From Critical Practice Chelsea
- It's been over half a century since Bullough's notion of Psychical Distance was first advance - GD's contention: there's been a lack of critical engagement with this approach.
- Distance is (a) psychological attitude taken by the spectator; (b) only part of the aesthetic attitude - distanced objects are out of gear with our personal need and ends our actual self - cutting out of the practical aspects of oneself
- GD is Concerned with terms - B talks about the negative aspect of distance - inhibtatory - cuts us off from our personal needs and ends the positive aspect of distance is that we're able to engage in ways that wouldn't otherwise be available. The problem, however, is that the positive aspect comes from the negative aspect (B never actually talks about the positive aspect) This brings GD to the conclusion that "aspect" isn't a good choice of term here; he should speak of positive effect instead.
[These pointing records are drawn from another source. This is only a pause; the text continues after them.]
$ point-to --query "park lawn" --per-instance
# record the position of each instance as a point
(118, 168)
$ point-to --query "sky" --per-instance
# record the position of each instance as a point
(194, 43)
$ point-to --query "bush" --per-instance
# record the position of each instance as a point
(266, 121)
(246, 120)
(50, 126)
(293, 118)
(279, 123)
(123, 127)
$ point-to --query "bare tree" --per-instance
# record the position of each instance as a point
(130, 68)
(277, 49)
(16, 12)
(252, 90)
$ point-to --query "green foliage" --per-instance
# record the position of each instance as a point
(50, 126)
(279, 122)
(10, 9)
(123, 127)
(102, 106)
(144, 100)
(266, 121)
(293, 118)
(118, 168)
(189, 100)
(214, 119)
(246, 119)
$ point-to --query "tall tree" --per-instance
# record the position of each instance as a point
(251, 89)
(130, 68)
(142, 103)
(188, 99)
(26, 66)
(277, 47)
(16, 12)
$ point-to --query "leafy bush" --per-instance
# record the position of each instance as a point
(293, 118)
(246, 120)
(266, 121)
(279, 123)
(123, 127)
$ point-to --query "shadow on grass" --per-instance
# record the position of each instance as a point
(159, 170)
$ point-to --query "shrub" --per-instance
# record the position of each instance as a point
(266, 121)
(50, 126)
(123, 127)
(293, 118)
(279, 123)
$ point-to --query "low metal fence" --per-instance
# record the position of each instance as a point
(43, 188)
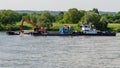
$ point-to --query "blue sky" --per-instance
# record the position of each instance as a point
(62, 5)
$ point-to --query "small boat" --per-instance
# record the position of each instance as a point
(12, 33)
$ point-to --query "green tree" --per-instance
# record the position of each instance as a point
(72, 16)
(95, 10)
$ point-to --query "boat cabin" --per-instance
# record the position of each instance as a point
(88, 29)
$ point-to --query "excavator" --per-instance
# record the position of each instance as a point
(37, 29)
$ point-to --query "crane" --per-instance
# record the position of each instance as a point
(36, 29)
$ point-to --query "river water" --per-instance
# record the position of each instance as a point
(59, 52)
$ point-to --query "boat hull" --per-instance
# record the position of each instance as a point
(52, 33)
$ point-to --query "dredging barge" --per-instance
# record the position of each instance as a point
(87, 30)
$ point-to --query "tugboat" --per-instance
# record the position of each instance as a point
(87, 30)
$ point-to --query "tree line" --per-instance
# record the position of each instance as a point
(8, 18)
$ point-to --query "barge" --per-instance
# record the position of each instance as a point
(65, 31)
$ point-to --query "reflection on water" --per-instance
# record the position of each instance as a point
(59, 52)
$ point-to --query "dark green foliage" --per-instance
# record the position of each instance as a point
(72, 16)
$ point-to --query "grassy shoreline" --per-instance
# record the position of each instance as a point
(111, 27)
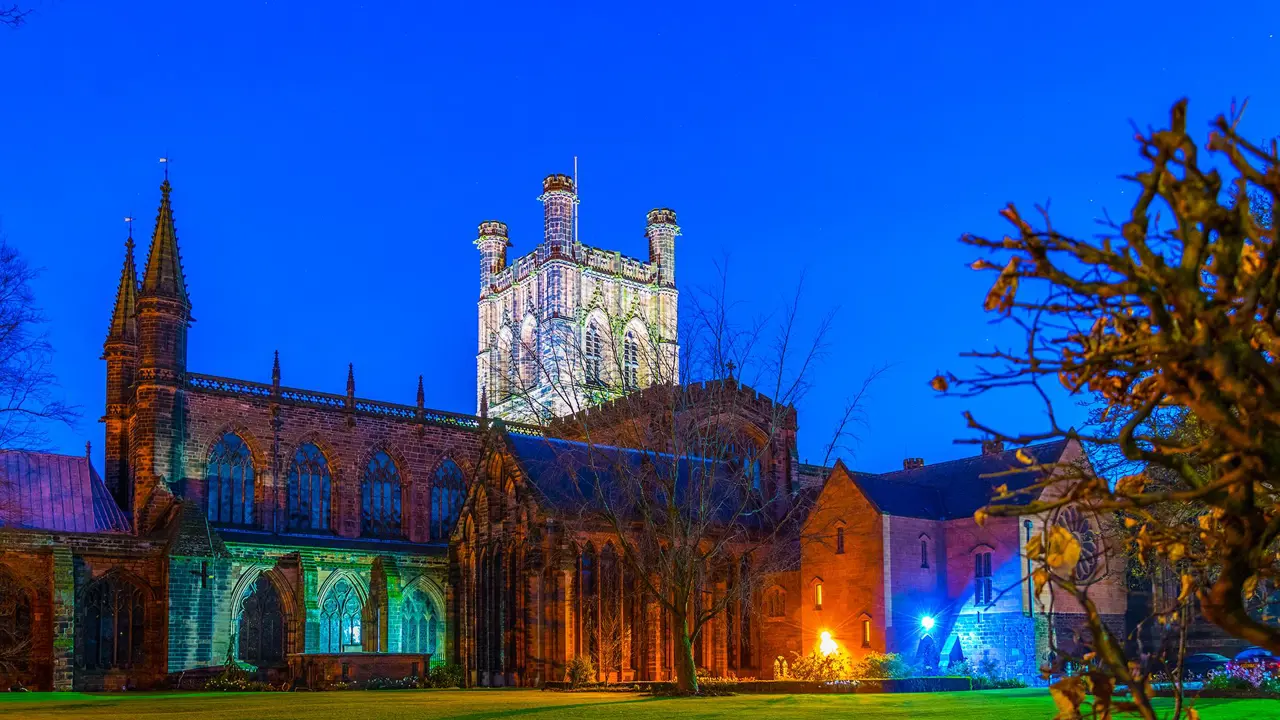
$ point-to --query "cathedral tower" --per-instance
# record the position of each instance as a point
(120, 352)
(158, 423)
(567, 324)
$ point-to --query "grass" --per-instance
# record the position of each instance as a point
(535, 705)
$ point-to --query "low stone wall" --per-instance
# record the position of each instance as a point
(801, 687)
(316, 670)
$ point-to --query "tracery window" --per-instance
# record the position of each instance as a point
(380, 497)
(982, 578)
(113, 620)
(630, 361)
(594, 354)
(776, 602)
(339, 619)
(14, 623)
(260, 633)
(229, 482)
(419, 623)
(310, 486)
(447, 493)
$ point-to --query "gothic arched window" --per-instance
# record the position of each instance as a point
(310, 488)
(229, 482)
(260, 633)
(113, 620)
(447, 493)
(594, 354)
(419, 623)
(776, 602)
(380, 497)
(14, 623)
(630, 361)
(339, 618)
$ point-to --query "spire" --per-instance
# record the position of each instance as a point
(124, 318)
(164, 265)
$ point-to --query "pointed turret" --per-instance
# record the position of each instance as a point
(164, 276)
(124, 318)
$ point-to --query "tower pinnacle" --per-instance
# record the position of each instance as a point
(124, 317)
(164, 277)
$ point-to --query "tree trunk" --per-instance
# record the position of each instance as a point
(686, 675)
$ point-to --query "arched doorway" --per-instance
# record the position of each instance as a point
(261, 625)
(16, 636)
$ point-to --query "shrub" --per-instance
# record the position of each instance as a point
(580, 670)
(444, 677)
(881, 665)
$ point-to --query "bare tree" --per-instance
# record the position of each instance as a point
(28, 402)
(680, 461)
(1173, 310)
(13, 16)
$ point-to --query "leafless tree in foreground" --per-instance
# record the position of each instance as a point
(703, 505)
(13, 16)
(1174, 309)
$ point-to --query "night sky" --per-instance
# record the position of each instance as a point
(332, 160)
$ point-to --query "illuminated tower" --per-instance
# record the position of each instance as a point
(547, 319)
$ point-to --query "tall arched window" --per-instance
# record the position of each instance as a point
(14, 623)
(630, 361)
(419, 623)
(447, 493)
(339, 619)
(260, 633)
(309, 490)
(594, 354)
(113, 621)
(229, 482)
(380, 497)
(503, 367)
(776, 602)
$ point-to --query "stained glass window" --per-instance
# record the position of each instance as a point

- Distance - varies - according to the object and to the individual - precondition of an aesthetic attitude
- But does aesthetic experience really involve being out of gear with our practical reality? Goltshalk didn't believe so - we still, for example, turn a painting to the light and walk around a sculpture - so it's not about so much about detachment. But GD doesn't accept the difference between Goltshalk's view and Bulloughs
- L.D. Longman identifies two assumptions underpinning Bullough's approach: (both are culturally biased - coming out of Puritan tradition)
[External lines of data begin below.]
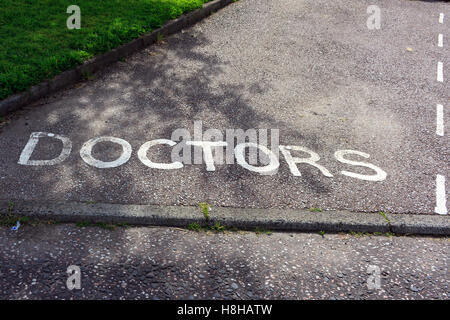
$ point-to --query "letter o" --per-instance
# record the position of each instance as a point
(86, 153)
(266, 170)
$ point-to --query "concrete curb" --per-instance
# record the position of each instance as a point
(242, 218)
(97, 63)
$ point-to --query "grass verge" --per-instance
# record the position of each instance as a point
(37, 45)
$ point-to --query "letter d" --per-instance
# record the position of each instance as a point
(32, 142)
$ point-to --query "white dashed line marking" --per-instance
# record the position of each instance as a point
(440, 120)
(441, 206)
(440, 73)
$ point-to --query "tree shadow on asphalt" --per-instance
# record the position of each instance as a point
(150, 96)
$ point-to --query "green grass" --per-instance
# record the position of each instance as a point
(37, 45)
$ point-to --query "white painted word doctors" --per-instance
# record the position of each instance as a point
(208, 148)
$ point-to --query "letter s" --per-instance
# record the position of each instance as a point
(379, 176)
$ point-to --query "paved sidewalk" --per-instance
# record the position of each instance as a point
(170, 263)
(311, 69)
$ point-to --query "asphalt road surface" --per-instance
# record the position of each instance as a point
(169, 263)
(311, 69)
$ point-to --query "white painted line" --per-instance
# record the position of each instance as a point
(439, 119)
(441, 206)
(440, 74)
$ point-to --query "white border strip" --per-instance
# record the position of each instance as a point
(440, 72)
(439, 119)
(441, 202)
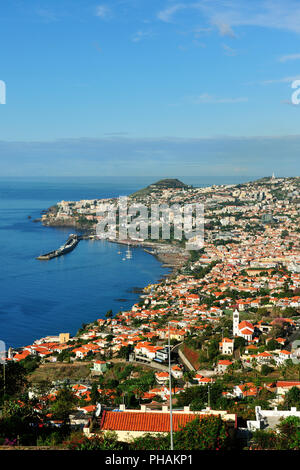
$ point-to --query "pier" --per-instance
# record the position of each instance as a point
(70, 244)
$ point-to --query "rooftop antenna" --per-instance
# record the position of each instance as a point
(170, 386)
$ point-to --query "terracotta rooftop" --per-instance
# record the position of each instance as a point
(146, 422)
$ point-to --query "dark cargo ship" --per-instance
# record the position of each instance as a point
(70, 244)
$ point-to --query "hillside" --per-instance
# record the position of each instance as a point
(168, 183)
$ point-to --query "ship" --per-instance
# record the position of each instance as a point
(70, 244)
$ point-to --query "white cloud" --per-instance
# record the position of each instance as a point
(140, 35)
(225, 30)
(227, 14)
(285, 58)
(167, 14)
(281, 80)
(228, 50)
(103, 11)
(206, 98)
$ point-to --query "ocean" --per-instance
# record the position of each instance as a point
(41, 298)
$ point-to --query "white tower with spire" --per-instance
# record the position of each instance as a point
(236, 322)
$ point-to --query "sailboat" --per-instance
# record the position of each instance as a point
(128, 253)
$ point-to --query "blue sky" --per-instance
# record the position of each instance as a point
(147, 87)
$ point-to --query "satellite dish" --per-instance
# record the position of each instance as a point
(98, 410)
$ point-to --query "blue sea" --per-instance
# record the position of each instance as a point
(41, 298)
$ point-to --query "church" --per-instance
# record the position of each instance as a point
(245, 329)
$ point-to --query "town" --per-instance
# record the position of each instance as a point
(218, 338)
- People are usually practical.
- Aesthetic experience is the antithesis of the practical
- But actually, the real problem is Bullough's language and his insistence on talking about an "aesthetic self" and a "practical self" - he's not really suggesting a dualism, instead he's talking about the difference between aesthetic and non-aesthetic experience... - aesthetic = non-instrumentalized, the object as an end in itself
- There's also the problem of making a distinction between a "practical self" and a "scientific self" - surely these things aren't mutually exclusive
- When B's paper is published, it's often missing the final section - and many critiques are because people haven't read this part
- Both distance and interest are aspects of an aesthetic attitude - distance itself isn't an aesthetic attitude, instead it's distance from practical concern that's what's important
- It's not about distance by degrees (though I think this nuance is complicated by our tendency to measure distance) Either one has sufficient distance to have an aesthetic experience or one does not...
- How to secure distance? Putting it in a frame, making it look like "art" - there are certain conditions are achieved.
An analogy may be drawn between this matter and the way in which nerve synapses work. An electrical potential builds up on a nerve ending and like the appeal of an art object varies through a range of degrees. But just as the electrical
impulse will not jump the neural gap or "fire" until a particular potential has been built up, the psychological occurrence of distancing will not happen unless certain conditions obtain. This characteristic of the nerve impulse is called "the all or none principle" which means that the gap is either completely bridged or not at all - it is never bridged a little or a great deal. Similarly, the psychological event of distancing either occurs or does not occur. It does not make sense to speak of variable distancing. (237)
- Two main topics in B's discussion - (1) psychological event of distancing (2) characteristics of the art object that enable this distancing
- Critical problem - one can't think of psychical distance here as the same thing as temporal or spatial distance - all very distinct approaches.